I got a dataframe (dat) with 64 columns which looks like this:
ID A B C
1 NA NA NA
2 5 5 5
3 5 5 NA
I would like to remove rows which contain only NA values in the columns 3 to 64, lets say in the example columns A, B and C but I want to ignore column ID. So it should look like this:
ID A B C
2 5 5 5
3 5 5 NA
I tried the following code, but it leaves me with an empty dataframe
features <- names(dat)[3:64] # define vector with column names to be filtered at
dat <- dat %>%
filter_at(vars(features), all_vars(!is.na(.)))
Someone has an idea why or how to solve this in a better way?

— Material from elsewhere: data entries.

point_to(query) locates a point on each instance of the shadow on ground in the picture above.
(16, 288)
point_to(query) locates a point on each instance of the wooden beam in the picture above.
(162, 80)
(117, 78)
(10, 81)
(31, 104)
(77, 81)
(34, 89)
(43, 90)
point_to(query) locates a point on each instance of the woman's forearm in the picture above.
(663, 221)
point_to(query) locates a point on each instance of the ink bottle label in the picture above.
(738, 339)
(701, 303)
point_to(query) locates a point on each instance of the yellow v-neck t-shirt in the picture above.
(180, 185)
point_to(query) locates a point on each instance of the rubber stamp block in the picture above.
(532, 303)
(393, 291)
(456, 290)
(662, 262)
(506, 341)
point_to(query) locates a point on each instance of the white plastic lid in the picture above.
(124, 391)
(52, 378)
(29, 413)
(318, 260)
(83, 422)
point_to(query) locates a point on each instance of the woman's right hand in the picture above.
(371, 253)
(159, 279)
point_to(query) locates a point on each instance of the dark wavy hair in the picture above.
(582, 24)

CodePudding user response:
You can use if_all
to remove (!
) rows that are all NA
between index 3 and 64. Also, note that filter_at
is superseded by the use of if_any
and if_all
.
library(dplyr)
dat %>%
filter(!(if_all(3:64, is.na)))
In your example, this translates to:
dat %>%
filter(!(if_all(2:4, is.na)))
# ID A B C
#1 2 5 5 5
#2 3 5 5 NA
CodePudding user response:
This should remove all rows which are completely NA:
dat[rowSums(is.na(dat)) != ncol(dat), ]
CodePudding user response:
We can also use rowMeans
dat[rowMeans(is.na(dat[,3:64]))<1,]